■ Police chief ‘disappointed’ PM used cops as backdrop to speech
THE Chief Constable of West Yorkshire Police has said he was ‘disappointed’ to see his officers used as a ‘backdrop’ to a political speech by Boris Johnson on Brexit and Jeremy Corbyn.
John Robins said today that the force had agreed to its officers being used on the ‘understanding’ it would be in connection with the police recruitment drive and had ‘no prior knowledge’ the speech would veer into politics.
The prime minister has faced widespread condemnation for using lines of student officers as a ‘political stunt’ criticising the Labour leader and referencing the general election Mr Johnson has failed to trigger.
Some 35 officers were positioned behind his lectern for at least 20 minutes before the speech began at West Yorkshire Police’s operations and training complex. During the address one officer became unwell.
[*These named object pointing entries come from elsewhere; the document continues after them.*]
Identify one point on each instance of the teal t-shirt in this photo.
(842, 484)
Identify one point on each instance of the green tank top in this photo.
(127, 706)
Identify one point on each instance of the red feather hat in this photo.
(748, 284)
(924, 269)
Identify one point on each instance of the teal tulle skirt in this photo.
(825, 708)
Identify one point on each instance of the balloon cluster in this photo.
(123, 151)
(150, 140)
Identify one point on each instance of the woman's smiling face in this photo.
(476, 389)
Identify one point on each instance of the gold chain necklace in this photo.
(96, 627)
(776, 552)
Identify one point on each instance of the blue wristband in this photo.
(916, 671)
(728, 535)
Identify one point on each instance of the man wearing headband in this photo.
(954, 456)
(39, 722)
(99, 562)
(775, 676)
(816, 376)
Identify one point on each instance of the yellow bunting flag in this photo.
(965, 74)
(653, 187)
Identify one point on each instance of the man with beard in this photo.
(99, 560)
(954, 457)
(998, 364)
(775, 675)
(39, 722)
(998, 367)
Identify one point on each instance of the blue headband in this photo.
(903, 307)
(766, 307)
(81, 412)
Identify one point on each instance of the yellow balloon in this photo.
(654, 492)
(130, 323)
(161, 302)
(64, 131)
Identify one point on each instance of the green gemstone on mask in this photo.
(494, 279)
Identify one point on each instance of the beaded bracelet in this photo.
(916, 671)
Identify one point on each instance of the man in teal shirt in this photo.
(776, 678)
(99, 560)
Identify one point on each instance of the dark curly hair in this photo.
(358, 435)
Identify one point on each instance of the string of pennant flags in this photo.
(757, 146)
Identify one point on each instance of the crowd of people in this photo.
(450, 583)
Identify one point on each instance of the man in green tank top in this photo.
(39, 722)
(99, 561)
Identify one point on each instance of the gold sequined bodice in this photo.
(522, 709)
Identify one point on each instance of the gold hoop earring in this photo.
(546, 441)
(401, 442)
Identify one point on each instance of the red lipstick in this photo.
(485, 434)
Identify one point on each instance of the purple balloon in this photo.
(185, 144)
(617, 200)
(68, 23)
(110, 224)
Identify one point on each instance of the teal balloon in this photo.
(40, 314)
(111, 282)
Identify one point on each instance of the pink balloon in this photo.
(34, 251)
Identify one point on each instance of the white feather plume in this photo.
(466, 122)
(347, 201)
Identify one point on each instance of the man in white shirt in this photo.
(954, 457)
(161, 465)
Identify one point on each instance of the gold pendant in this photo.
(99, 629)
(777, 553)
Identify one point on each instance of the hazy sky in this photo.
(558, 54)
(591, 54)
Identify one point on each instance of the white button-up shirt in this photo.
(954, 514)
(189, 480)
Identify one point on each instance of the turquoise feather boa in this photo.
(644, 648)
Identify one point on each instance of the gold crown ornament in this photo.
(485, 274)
Mr Robins said today: ‘I was… disappointed to see my police officers as a backdrop to the part of the speech that was not related to recruitment.’
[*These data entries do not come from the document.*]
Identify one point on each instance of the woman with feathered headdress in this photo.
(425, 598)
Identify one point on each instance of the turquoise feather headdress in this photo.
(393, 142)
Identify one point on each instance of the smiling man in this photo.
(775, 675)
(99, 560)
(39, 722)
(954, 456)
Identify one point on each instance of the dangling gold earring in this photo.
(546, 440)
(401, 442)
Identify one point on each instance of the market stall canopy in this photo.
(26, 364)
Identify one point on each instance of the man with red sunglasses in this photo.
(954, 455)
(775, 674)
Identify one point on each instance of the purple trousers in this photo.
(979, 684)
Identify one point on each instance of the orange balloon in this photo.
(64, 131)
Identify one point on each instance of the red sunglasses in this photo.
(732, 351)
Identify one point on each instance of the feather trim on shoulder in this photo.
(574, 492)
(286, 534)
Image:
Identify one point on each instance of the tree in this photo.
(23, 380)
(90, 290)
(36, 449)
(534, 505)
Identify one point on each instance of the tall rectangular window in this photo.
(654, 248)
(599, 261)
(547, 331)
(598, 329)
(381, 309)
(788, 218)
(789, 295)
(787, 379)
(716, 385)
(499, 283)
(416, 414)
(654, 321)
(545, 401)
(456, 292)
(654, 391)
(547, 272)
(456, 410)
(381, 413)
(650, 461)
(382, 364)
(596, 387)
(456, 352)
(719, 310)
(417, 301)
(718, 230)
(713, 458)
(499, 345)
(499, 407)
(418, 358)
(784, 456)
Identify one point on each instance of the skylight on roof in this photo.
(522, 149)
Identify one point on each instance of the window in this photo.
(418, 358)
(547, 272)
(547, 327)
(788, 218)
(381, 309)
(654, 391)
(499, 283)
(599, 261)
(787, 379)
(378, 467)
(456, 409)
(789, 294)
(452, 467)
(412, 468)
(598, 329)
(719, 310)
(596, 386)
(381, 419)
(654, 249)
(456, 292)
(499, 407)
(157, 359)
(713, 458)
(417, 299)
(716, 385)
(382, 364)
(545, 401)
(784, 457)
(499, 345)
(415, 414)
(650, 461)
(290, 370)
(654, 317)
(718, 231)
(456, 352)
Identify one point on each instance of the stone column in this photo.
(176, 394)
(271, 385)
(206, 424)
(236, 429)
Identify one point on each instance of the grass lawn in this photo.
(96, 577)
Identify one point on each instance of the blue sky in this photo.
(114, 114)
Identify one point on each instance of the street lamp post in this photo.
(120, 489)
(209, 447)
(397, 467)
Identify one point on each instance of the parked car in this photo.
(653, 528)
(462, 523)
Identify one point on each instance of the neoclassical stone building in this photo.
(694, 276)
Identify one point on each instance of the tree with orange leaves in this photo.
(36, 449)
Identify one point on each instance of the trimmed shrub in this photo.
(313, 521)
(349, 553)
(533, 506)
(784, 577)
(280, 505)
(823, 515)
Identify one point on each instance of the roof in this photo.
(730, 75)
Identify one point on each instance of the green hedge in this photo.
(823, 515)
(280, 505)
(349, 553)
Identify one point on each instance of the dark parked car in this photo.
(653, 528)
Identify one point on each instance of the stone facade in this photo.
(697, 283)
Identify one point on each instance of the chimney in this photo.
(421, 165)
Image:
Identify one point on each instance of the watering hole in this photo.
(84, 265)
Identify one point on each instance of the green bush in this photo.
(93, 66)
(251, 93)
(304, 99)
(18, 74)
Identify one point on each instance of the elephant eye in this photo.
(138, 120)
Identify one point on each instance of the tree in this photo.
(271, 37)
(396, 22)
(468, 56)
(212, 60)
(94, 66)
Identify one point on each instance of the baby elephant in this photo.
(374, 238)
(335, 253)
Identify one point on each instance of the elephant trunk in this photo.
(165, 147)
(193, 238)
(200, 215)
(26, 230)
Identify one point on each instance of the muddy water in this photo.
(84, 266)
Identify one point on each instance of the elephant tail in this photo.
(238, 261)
Downing Street defended yesterday’s trip to Wakefield, saying: ‘The PM’s long-planned visit was highlighting a national recruitment campaign for 20,000 new officers.’
■ Judges reject legal challenge to suspending parliament
A LEGAL challenge brought over Boris Johnson’s decision to suspend parliament for five weeks has been rejected by leading judges today at the High Court in London.
They dismissed a claim brought against the prime minister by businesswoman Gina Miller (above) but granted permission for the case to go the Supreme Court for an appeal, which will be heard on September 17.
The ruling comes in the same week Mr Johnson fought off a similar legal attack in Scotland.
Ms Miller’s QC had argued that the PM’s advice to the Queen to suspend parliament for five weeks was an ‘unlawful abuse of power’.
Sir James Eadie, on behalf of Mr Johnson, said: ‘The exercise of this prerogative power is intrinsically one of high policy and politics, not law.’
Speaking outside the Royal Courts of Justice after the ruling, Ms Miller said: ‘To give up now would be a dereliction of our responsibility. We need to protect our institutions.’
■ Forces admit sharing images for face recognition surveillance
THE Met and British Transport Police did share images with London’s King’s Cross Estate for its facial recognition technology, despite denying a part in the surveillance project, it has emerged.
Developers of the site — home to King’s Cross and St Pancras International stations as well as restaurants, shops and cafes — said earlier this week that the system was used only to help both forces ‘prevent and detect crime in the neighbourhood’.
The British Transport Police originally said that it had ‘not contributed, nor has benefited’ from the technology, but is now ‘correcting’ its position.
It claims that local teams based at King’s Cross worked with partners between 2016 and 2018 ‘to share images of a small number of convicted offenders who routinely offended or committed anti-social behaviour in the area’.
Mayor of London Sadiq Khan said the original information provided by the Metropolitan Police was also ‘incorrect’ and he had asked for an urgent report.
Data and privacy watchdog the Information Commissioner’s Office said it was ‘deeply concerned about the growing use of facial recognition technology in public spaces’.
■ 16-year-old charged with murder after teen stabbed to death
A BOY of 16 has been charged with murder after teenager Michael Irving (above) was stabbed to death on Tuesday evening.
Michael, 15, was found with stab wounds after officers were called to reports of a fight in West Ham, east London, at 6.45pm.
The teenager from Woolwich was pronounced dead at the scene an hour later.
Det Ch Insp Mark Wrigley said: ‘Despite the arrest and charge, we continue to appeal for information to help complete the sequence of events that led to Michael’s death.’
The suspect, who cannot be named due to his age, was expected to appear at Stratford magistrates’ court today.
The murder charge comes after a string of teenage stabbings in recent weeks. Michael’s death marked the 94th homicide in London this year.